JavaScript/WebAssembly optimizations are specified in the final step (sometimes called "link", as that step typically also links together a bunch of files that are all compiled together into one JavaScript/WebAssembly output). For example, to compile with :ref:`-O1 <emcc-O1>`:

.. code-block:: bash

  # Compile the linked bitcode to JavaScript with -O1 optimizations.
  ./emcc -O1 project.o -o project.js


.. _building-projects-debug:

Building projects with debug information
========================================

Building a project containing debug information requires that debug flags are specified for both the LLVM and JavaScript compilation phases.

To make *Clang* and LLVM emit debug information in the bitcode files you need to compile the sources with :ref:`-g <emcc-g>` (exactly the same as with :term:`clang` or *gcc* normally). To get *emcc* to include the debug information when compiling the bitcode to JavaScript, specify :ref:`-g <emcc-g>` or one of the ``-gN`` :ref:`debug level options <emcc-gN>`.

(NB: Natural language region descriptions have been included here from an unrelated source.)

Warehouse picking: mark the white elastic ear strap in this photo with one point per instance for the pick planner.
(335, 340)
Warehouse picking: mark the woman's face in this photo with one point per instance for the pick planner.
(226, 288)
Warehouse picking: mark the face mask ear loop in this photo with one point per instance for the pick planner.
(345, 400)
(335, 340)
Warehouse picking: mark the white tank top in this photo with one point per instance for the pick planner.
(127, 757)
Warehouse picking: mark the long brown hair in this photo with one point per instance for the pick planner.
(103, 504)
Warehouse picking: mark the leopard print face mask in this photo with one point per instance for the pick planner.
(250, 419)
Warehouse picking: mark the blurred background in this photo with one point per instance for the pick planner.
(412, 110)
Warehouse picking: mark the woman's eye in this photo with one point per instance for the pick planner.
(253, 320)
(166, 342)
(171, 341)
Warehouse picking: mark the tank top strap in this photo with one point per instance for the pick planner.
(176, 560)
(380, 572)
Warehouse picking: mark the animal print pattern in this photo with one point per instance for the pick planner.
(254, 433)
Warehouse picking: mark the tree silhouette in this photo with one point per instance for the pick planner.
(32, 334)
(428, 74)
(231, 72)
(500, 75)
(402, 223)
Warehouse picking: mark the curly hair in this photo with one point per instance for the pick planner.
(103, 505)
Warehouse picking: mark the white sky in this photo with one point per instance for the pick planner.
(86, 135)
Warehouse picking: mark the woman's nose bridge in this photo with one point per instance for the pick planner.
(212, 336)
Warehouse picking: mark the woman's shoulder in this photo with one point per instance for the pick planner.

.. note:: Each build-system defines its own mechanisms for setting debug flags. **To get Clang to emit LLVM debug information, you will need to work out the correct approach for your system**.

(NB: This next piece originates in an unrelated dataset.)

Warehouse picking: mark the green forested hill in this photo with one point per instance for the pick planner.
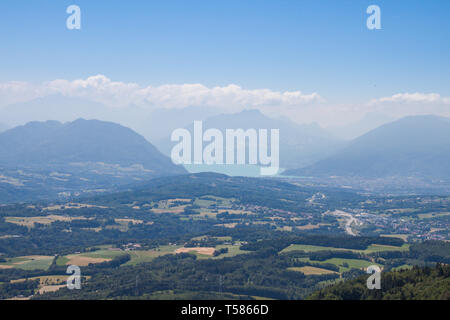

  - Some build systems have a flag like ``./configure --enable-debug``.

The flags for emitting debug information when compiling from bitcode to JavaScript are specified as an *emcc* option in the final step:

.. code-block:: bash

  # Compile the linked bitcode to JavaScript.
  # -g or -gN can be used to set the debug level (N)
  ./emcc -g project.o -o project.js

For more general information, see the topic :ref:`Debugging`.


Using libraries
===============

Built-in support is available for a number of standard libraries: *libc*, *libc++* and *SDL*. These will automatically be linked when you compile code that uses them (you do not even need to add ``-lSDL``, but see below for more SDL-specific details).

If your project uses other libraries, for example `zlib <https://github.com/emscripten-core/emscripten/tree/master/tests/zlib>`_ or *glib*, you will need to build and link them. The normal approach is to build the libraries to bitcode and then compile library and main program bitcode together to JavaScript.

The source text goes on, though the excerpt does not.